Our weekly podcast includes in-depth analysis of the music we find extraordinary, exciting, and just plain terrible. This week Reviews Director Jeremy D. Larson hosts Contributing Editor Jayson Greene and Features Editor Ryan Dombal to talk about Greene’s recent piece “The Untold Story of Elliott Smith’s Teenage Band,” in which the beloved singer-songwriter’s old friends reminisce about the six albums they made together in the mid-to-late 1980s. The episode also includes comparisons of songs Smith sang in his high school days alongside striking similar moments from his solo catalog, shedding new light on his artistic process.
Listen to this week’s episode below, and follow The Pitchfork Review here. You can also check out an excerpt of the podcast’s transcript below.
Jayson Greene: A lot of these high school recordings, along with the stories his friends told me, offer counter-programming to this caricature of Elliott Smith as the ultimate sad-guy singer-songwriter. I mean, these were not miserable kids who were made to feel like they were loners and outcasts. These were kids who were accepted. Two of his old bandmates, Glynnis Fawkes and Garrick Duckler, were put on the ballot for homecoming royalty; talking about that, Glynnis said, “If that was ironic, I don’t know,” [laughs] but it speaks to who they were. They were happy.
And this was the ’80s, when every rock song had a compulsory guitar solo.
Ryan Dombal: Do you remember any specific songs with guitar solos that really pop off?

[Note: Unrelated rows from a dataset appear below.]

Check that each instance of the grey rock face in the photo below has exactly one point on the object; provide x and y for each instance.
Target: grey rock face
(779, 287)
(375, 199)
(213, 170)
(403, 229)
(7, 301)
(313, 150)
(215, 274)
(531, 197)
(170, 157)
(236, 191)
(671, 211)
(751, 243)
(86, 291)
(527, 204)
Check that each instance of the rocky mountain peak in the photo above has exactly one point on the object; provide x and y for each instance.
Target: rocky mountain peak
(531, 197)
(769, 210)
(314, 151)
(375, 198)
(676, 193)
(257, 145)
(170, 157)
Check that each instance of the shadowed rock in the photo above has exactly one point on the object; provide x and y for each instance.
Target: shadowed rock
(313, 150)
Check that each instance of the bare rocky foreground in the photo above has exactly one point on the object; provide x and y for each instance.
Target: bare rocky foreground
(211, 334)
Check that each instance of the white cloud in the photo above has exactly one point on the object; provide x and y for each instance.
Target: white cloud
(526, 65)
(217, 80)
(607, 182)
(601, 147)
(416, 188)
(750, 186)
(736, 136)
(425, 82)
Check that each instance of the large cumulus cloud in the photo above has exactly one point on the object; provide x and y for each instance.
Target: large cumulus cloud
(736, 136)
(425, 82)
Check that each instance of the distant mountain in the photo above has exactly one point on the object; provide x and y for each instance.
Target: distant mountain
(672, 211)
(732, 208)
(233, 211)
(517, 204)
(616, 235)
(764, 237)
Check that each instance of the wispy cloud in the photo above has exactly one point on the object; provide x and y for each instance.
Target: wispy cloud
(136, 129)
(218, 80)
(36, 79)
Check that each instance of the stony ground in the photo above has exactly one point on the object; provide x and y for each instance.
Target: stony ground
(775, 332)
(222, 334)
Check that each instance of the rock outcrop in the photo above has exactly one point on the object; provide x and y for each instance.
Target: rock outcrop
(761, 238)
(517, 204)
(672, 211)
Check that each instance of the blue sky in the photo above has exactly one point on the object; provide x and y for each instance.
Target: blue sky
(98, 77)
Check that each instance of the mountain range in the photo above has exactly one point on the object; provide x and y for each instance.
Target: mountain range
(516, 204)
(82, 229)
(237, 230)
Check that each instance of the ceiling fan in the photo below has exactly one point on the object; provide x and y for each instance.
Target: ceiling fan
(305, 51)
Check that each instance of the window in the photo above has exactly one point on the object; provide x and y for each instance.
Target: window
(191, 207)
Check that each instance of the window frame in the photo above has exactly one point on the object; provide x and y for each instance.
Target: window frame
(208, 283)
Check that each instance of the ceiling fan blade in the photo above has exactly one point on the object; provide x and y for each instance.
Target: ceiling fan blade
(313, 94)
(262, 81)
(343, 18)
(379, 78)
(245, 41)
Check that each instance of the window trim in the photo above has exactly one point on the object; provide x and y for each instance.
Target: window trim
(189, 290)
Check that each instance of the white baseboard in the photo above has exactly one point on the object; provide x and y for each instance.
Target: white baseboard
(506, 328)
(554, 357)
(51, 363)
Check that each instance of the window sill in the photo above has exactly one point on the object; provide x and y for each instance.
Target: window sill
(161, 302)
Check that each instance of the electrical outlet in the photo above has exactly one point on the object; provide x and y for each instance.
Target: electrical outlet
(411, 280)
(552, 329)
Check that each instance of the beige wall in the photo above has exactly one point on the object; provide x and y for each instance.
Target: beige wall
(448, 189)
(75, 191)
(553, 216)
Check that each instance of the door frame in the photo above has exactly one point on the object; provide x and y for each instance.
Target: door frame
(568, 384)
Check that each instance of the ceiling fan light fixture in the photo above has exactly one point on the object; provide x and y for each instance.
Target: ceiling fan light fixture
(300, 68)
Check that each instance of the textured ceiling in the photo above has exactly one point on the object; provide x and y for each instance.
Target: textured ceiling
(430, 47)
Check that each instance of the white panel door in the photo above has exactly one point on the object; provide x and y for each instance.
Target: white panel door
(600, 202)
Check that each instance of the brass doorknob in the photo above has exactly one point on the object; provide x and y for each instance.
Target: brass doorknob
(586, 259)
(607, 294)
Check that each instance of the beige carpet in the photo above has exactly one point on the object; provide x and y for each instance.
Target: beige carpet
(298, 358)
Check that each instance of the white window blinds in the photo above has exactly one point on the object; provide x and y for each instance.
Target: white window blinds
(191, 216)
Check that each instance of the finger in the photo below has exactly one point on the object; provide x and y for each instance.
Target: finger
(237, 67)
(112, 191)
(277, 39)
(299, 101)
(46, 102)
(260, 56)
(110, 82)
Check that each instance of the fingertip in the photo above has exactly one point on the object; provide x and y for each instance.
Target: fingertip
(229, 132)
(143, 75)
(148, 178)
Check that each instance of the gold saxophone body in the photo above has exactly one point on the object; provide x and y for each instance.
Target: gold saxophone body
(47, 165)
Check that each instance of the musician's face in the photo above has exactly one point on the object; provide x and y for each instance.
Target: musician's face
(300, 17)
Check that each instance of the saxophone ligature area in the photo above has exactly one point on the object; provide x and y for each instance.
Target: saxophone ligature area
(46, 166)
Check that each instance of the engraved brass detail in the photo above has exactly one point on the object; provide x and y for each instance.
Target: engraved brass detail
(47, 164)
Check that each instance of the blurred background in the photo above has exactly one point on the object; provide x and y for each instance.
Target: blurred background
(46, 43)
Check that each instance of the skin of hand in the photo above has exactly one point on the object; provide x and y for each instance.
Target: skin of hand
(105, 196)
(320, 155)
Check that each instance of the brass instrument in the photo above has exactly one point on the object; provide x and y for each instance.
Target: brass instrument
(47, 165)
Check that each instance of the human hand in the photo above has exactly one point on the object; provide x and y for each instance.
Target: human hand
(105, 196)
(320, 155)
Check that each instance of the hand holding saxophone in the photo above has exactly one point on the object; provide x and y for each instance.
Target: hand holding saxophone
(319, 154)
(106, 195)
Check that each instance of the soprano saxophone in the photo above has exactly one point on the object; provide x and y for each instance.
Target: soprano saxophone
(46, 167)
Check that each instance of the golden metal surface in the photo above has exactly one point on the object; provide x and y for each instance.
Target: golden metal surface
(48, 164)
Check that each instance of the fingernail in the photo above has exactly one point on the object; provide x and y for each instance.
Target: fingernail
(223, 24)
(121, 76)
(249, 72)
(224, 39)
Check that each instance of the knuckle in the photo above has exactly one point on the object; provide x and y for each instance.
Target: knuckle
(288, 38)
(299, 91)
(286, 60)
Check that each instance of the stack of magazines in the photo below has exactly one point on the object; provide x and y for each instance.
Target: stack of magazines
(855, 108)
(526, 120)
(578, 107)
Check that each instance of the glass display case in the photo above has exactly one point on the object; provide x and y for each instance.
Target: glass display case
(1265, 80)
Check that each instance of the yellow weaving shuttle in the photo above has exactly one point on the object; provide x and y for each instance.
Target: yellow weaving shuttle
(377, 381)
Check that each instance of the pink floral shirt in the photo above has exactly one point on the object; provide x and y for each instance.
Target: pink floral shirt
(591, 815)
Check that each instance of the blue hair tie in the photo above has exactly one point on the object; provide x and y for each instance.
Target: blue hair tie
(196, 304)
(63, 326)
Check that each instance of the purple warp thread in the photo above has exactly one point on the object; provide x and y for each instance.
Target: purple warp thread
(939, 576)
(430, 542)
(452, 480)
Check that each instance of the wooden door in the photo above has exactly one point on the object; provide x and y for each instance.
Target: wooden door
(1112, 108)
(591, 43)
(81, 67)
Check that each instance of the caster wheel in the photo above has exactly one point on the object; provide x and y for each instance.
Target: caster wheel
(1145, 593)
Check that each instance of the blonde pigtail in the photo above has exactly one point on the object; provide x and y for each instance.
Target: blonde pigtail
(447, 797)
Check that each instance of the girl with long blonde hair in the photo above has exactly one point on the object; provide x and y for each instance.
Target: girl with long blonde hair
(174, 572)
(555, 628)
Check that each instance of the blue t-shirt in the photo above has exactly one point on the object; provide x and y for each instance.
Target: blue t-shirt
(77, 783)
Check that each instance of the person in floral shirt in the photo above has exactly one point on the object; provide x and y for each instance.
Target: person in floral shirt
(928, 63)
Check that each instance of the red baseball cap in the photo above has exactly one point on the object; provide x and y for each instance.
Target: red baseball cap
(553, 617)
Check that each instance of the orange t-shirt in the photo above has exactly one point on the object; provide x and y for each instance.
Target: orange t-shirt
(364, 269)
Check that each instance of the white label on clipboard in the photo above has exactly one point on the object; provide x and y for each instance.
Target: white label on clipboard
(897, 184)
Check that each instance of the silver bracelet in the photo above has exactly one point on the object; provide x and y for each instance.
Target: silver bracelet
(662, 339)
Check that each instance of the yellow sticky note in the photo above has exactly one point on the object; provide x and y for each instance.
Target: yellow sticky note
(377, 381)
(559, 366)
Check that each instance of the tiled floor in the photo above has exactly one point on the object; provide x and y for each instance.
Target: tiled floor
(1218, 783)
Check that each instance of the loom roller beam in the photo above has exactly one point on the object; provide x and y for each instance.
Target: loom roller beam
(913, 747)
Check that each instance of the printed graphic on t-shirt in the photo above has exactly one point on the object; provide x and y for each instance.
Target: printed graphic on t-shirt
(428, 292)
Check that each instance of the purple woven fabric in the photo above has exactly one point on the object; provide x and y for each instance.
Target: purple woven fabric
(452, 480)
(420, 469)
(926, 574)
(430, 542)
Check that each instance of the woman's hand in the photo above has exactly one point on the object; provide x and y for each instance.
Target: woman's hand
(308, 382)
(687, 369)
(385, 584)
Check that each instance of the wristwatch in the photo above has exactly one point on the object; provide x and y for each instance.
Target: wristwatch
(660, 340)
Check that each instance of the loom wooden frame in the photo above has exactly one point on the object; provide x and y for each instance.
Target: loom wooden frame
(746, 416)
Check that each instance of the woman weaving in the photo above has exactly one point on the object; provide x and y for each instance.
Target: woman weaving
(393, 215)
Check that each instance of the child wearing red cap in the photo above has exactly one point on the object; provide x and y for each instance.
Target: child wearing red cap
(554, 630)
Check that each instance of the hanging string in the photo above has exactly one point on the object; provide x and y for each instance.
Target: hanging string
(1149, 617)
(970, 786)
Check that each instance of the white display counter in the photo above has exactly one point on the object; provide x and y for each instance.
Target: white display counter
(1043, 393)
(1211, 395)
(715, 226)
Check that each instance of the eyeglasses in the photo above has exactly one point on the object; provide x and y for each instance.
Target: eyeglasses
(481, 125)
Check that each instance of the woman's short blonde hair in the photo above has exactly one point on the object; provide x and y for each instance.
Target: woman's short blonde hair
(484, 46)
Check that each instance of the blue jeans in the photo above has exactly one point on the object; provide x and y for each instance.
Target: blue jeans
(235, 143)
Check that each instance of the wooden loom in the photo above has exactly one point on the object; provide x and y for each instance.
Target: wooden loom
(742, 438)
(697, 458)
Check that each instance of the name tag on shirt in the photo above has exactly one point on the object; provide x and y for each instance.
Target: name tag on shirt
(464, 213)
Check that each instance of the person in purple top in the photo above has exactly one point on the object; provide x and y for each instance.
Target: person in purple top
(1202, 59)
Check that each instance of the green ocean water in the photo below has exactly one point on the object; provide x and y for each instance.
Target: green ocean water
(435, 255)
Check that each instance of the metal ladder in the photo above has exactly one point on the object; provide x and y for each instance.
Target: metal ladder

Greene: The one that comes to my mind is “Small Talk”—boy, just the first 10 seconds alone, there’s this sort of Dave Navarro-y stop-start groove. It’s not an Eddie Van Halen solo per se, but there’s these wild riffs going off in the background, and it’s strutting. To be blunt and indelicate, it’s essentially Elliott Smith getting his cock rock on, because the opening line is something about a naked woman, and he’s grunting. But it’s so endearing. It’s hard to feel anything but affection for this sort of thing.